Keb Gabrielle, Fields Kenneth A
Department of Microbiology, Immunology, and Molecular Genetics, University of Kentucky.
Department of Microbiology, Immunology, and Molecular Genetics, University of Kentucky;
J Vis Exp. 2020 Jan 30(155). doi: 10.3791/60848.
Chlamydia trachomatis is an obligate intracellular pathogen that has been historically difficult to genetically manipulate. Definitive progress in elucidating the mechanisms that C. trachomatis use to create and maintain a privileged intracellular niche has been limited due to a lack of genetic tools. Fortunately, there have recently been several new advances in genetic manipulation techniques. Among these is the development of fluorescence-reported allelic exchange mutagenesis (FRAEM). This method allows targeted gene deletion coupled with insertion of a selection cassette encoding antibiotic resistance and green fluorescent protein (GFP). Reliance on this strategy can be complicated when targeting genes within polycistronic operons due to the potential of polar effects on downstream genes. Floxed cassette allelic exchange mutagenesis (FLAEM), the protocol for which is described here, was developed to alleviate cassette-induced polar effects. FLAEM utilizes Cre-loxP genome editing to remove the selection cassette after targeted deletion by allelic exchange. The resulting strains contain markerless gene deletions of one or more coding sequences. This technique facilitates direct assessment of gene function and expands the repertoire of tools for genetic manipulation in C. trachomatis.

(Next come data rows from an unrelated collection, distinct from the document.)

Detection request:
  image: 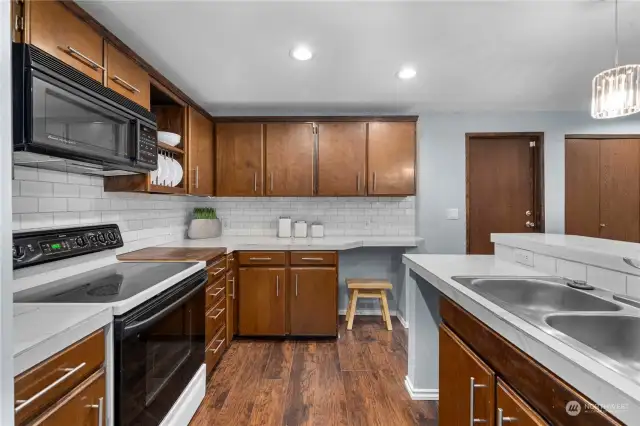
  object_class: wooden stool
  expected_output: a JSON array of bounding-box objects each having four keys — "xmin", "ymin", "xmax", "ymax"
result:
[{"xmin": 345, "ymin": 278, "xmax": 393, "ymax": 331}]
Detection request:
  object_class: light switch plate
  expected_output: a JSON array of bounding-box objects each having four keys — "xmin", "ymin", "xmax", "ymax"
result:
[
  {"xmin": 514, "ymin": 249, "xmax": 534, "ymax": 267},
  {"xmin": 446, "ymin": 208, "xmax": 459, "ymax": 220}
]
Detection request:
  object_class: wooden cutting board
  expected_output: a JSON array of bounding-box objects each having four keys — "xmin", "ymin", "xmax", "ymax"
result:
[{"xmin": 117, "ymin": 247, "xmax": 227, "ymax": 263}]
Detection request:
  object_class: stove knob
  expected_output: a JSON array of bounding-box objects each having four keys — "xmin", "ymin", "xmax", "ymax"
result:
[
  {"xmin": 13, "ymin": 245, "xmax": 25, "ymax": 260},
  {"xmin": 107, "ymin": 231, "xmax": 117, "ymax": 242},
  {"xmin": 97, "ymin": 233, "xmax": 106, "ymax": 244},
  {"xmin": 76, "ymin": 236, "xmax": 87, "ymax": 247}
]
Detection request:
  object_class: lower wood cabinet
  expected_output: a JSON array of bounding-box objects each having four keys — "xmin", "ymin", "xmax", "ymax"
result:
[
  {"xmin": 289, "ymin": 267, "xmax": 337, "ymax": 336},
  {"xmin": 497, "ymin": 378, "xmax": 547, "ymax": 426},
  {"xmin": 238, "ymin": 267, "xmax": 287, "ymax": 336}
]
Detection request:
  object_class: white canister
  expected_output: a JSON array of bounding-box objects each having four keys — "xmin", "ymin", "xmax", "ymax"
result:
[
  {"xmin": 277, "ymin": 217, "xmax": 292, "ymax": 238},
  {"xmin": 311, "ymin": 223, "xmax": 324, "ymax": 238},
  {"xmin": 294, "ymin": 221, "xmax": 308, "ymax": 238}
]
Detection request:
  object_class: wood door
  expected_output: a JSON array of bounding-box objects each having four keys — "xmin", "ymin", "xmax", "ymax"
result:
[
  {"xmin": 216, "ymin": 123, "xmax": 264, "ymax": 196},
  {"xmin": 496, "ymin": 379, "xmax": 547, "ymax": 426},
  {"xmin": 188, "ymin": 107, "xmax": 215, "ymax": 196},
  {"xmin": 467, "ymin": 135, "xmax": 538, "ymax": 254},
  {"xmin": 599, "ymin": 139, "xmax": 640, "ymax": 242},
  {"xmin": 317, "ymin": 122, "xmax": 367, "ymax": 196},
  {"xmin": 289, "ymin": 267, "xmax": 338, "ymax": 336},
  {"xmin": 265, "ymin": 123, "xmax": 314, "ymax": 196},
  {"xmin": 367, "ymin": 122, "xmax": 416, "ymax": 195},
  {"xmin": 238, "ymin": 267, "xmax": 286, "ymax": 336},
  {"xmin": 439, "ymin": 324, "xmax": 495, "ymax": 426},
  {"xmin": 105, "ymin": 43, "xmax": 150, "ymax": 109},
  {"xmin": 29, "ymin": 1, "xmax": 104, "ymax": 82},
  {"xmin": 566, "ymin": 138, "xmax": 601, "ymax": 238}
]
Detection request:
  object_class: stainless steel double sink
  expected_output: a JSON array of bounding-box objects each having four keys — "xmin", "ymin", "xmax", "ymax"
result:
[{"xmin": 452, "ymin": 276, "xmax": 640, "ymax": 383}]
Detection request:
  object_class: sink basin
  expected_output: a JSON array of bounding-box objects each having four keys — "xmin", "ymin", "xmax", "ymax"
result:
[
  {"xmin": 452, "ymin": 277, "xmax": 621, "ymax": 313},
  {"xmin": 546, "ymin": 314, "xmax": 640, "ymax": 372}
]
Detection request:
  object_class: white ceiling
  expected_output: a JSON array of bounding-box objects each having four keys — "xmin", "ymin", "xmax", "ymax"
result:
[{"xmin": 78, "ymin": 0, "xmax": 640, "ymax": 115}]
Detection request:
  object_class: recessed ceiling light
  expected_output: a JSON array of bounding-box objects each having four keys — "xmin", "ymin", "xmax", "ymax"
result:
[
  {"xmin": 397, "ymin": 67, "xmax": 417, "ymax": 80},
  {"xmin": 290, "ymin": 46, "xmax": 313, "ymax": 61}
]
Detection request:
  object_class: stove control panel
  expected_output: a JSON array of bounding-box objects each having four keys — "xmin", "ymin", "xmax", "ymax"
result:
[{"xmin": 13, "ymin": 224, "xmax": 123, "ymax": 270}]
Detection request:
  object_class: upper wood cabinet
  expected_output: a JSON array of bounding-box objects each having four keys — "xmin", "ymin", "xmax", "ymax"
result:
[
  {"xmin": 368, "ymin": 122, "xmax": 416, "ymax": 195},
  {"xmin": 105, "ymin": 43, "xmax": 150, "ymax": 110},
  {"xmin": 216, "ymin": 123, "xmax": 264, "ymax": 196},
  {"xmin": 265, "ymin": 123, "xmax": 315, "ymax": 196},
  {"xmin": 188, "ymin": 107, "xmax": 215, "ymax": 196},
  {"xmin": 317, "ymin": 122, "xmax": 367, "ymax": 196},
  {"xmin": 29, "ymin": 0, "xmax": 105, "ymax": 82},
  {"xmin": 289, "ymin": 267, "xmax": 338, "ymax": 336}
]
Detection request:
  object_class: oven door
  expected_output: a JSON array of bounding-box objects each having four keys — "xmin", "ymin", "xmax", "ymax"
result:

沙眼衣原体是一种专性胞内病原体,在历史上一直难以进行基因操作。由于缺乏遗传工具,在阐明沙眼衣原体用于创建和维持特殊胞内生态位的机制方面,确切的进展有限。幸运的是,最近基因操作技术有了一些新进展。其中包括荧光报告等位基因交换诱变(FRAEM)的发展。这种方法允许进行靶向基因缺失,并插入一个编码抗生素抗性和绿色荧光蛋白(GFP)的选择盒。当靶向多顺反子操纵子内的基因时,由于可能对下游基因产生极性效应,依赖这种策略可能会变得复杂。本文描述了一种无抗性盒等位基因交换诱变(FLAEM)方法,其开发目的是减轻盒诱导的极性效应。FLAEM利用Cre-loxP基因组编辑在通过等位基因交换进行靶向缺失后去除选择盒。所得菌株包含一个或多个编码序列的无标记基因缺失。这项技术有助于直接评估基因功能,并扩展了沙眼衣原体基因操作工具的种类。